Capriles, the governor of Miranda state who lost the presidential election to Chavez in October, was campaigning in the eastern state of Monagas after leading a march late Monday in Caracas to protest the government’s record on crime.

Maduro interrupted his speech at Tuesday’s rally so state television could broadcast footage of Chavez’s last TV appearance. It showed an emotional Chavez asking Venezuelans to vote for Maduro if he failed to survive his cancer treatments in Cuba.

Maduro began the day in Sabaneta, Chavez’s hometown, in Venezuela’s western plains. There, he visited with Chavez’s brothers and the humble home where the late leader was born.

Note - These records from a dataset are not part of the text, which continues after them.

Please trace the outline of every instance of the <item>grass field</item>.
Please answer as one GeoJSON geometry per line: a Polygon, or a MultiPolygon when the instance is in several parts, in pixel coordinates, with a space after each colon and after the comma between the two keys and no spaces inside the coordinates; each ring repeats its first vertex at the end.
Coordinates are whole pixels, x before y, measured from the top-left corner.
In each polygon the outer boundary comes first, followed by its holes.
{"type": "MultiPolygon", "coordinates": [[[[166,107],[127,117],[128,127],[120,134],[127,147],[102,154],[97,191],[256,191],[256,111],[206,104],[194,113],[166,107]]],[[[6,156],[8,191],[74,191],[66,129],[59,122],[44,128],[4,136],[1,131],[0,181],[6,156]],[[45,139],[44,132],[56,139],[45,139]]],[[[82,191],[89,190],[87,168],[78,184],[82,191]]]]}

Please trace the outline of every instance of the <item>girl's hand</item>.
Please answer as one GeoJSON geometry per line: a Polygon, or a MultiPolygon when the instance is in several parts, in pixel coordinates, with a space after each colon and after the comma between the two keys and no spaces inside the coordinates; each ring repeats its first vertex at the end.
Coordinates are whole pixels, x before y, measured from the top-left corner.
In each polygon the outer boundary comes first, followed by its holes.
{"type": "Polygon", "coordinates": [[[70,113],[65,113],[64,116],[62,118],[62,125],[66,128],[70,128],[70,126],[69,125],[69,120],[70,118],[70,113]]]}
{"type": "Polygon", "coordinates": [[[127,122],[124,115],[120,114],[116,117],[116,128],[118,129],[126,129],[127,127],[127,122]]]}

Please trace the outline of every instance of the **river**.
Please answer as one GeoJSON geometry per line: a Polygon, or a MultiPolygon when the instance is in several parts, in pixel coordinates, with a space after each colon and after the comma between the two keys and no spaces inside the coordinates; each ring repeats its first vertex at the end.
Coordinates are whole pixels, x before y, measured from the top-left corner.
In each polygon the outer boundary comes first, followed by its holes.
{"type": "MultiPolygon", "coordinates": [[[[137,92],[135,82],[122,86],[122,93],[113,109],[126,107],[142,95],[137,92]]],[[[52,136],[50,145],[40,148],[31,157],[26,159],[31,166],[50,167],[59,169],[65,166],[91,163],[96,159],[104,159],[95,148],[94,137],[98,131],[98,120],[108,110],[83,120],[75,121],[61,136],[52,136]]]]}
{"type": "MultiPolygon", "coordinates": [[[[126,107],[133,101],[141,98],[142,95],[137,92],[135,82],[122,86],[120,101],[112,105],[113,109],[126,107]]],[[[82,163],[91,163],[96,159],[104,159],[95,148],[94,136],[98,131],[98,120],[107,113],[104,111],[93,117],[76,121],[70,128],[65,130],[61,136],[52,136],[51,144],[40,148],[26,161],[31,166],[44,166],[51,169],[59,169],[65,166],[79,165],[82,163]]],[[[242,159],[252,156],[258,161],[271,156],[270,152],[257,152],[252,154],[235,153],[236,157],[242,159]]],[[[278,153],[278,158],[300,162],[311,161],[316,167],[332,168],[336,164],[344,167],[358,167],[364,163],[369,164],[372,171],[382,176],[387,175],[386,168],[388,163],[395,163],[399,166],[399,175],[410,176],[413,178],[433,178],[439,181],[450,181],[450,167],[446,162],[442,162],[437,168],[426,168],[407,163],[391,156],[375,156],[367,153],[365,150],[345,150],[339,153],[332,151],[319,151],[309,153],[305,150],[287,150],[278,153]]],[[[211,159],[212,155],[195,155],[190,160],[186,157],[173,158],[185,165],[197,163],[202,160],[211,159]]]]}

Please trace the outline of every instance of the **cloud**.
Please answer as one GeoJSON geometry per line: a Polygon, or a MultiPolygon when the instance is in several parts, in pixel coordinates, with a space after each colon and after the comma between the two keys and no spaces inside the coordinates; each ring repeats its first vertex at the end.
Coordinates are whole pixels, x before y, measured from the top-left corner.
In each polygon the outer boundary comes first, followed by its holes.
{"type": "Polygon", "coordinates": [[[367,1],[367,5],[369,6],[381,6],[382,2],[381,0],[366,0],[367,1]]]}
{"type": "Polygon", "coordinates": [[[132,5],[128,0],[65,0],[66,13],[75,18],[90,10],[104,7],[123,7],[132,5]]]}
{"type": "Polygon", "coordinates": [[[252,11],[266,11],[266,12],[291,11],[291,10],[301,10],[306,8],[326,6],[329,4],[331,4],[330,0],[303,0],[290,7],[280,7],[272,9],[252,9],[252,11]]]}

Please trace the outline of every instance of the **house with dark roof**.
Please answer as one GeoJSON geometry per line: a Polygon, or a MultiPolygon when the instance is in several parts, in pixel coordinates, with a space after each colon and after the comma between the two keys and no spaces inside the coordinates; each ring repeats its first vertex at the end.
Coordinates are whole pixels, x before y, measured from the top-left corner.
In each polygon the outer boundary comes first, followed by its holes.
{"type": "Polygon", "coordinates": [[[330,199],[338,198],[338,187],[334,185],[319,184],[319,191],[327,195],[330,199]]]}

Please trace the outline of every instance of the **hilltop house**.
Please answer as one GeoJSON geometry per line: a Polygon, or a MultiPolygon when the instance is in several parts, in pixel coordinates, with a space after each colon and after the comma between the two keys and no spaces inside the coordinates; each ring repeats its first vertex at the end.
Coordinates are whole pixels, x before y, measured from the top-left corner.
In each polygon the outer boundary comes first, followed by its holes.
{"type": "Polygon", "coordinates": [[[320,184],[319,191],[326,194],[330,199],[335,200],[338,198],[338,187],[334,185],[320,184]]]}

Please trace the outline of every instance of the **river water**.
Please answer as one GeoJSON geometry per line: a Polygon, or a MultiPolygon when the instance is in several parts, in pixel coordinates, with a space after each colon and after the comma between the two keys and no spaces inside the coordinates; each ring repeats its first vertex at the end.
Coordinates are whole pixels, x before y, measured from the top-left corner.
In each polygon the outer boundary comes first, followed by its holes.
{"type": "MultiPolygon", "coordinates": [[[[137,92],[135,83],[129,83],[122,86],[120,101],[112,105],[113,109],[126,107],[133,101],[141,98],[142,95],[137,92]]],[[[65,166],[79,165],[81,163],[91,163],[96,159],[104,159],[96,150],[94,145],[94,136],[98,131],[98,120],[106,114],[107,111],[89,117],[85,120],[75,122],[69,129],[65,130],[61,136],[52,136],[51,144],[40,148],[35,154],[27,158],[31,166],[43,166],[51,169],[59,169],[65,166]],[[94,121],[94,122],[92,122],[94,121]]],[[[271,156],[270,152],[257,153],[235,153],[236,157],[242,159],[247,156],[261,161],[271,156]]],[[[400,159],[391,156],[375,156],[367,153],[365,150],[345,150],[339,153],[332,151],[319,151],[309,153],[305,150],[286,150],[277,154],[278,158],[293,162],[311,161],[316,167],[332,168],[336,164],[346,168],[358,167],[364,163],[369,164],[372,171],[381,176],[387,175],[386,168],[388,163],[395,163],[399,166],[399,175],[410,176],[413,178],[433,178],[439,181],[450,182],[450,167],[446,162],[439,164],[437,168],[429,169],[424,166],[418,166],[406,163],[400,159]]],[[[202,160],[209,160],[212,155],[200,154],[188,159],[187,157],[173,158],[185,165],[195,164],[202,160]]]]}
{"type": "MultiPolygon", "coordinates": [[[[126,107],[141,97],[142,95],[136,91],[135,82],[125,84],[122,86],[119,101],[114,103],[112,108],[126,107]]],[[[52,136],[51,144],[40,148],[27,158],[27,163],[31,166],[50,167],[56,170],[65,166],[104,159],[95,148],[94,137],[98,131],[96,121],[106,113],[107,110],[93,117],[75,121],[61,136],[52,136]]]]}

The acting president also warned Tuesday that groups he didn’t name were plotting to divide the armed forces before the election. In recent weeks, Maduro has cited several threats to destabilize the government, without offering specifics.

Both he and Capriles planned a strenuous campaign throughout the country over the next 10 days.

During a Tuesday rally in the eastern city of Maturin, Capriles criticized the government for failing to boost oil output and noted that production at many companies nationalized during Chavez’s 14-year rule has plummeted, forcing Venezuela to increase imports.

Capriles blamed Maduro for the government’s shortcomings and urged supporters to help him win the presidency so he can start tackling the country’s most pressing domestic problems.

“I cannot do it alone,” he said. “We must do it together.”

Capriles has also made crime a central theme of his campaign.

Venezuela had at least 10,000 murders last year. So far this year, more than 20 police officers have been killed, local news media have reported.

“People should be able to walk the streets of Venezuela at night without fear,” he said.

His Democratic Unity coalition includes opposition groups from the traditional right to the left. On his Twitter account Tuesday, Capriles urged the more than 6 million Venezuelans who voted for him in October to do so again later this month. “Don’t leave me alone,” he pleaded.

Tuesday marked the first official day of an abbreviated election campaign, but both candidates have campaigned vigorously since days after Chavez’s death.

Flags and banners urging Venezuelans to vote for Maduro appeared overnight in the central, poorer district of Caracas, a traditional Chavista stronghold. In Caracas and other cities, placards appeared bearing Chavez’s face and proclaiming: “Maduro, from my heart.”

Jesse Chacon, a former Chavez minister who now heads the GIS XXI polling firm, said the abbreviated campaign favored Maduro but that the outcome isn’t settled. Maduro is “trying to maintain his ties to the fallen president” while the opposition’s “much more aggressive” campaign seeks to separate Maduro from Chavez, Chacon told Venevision television.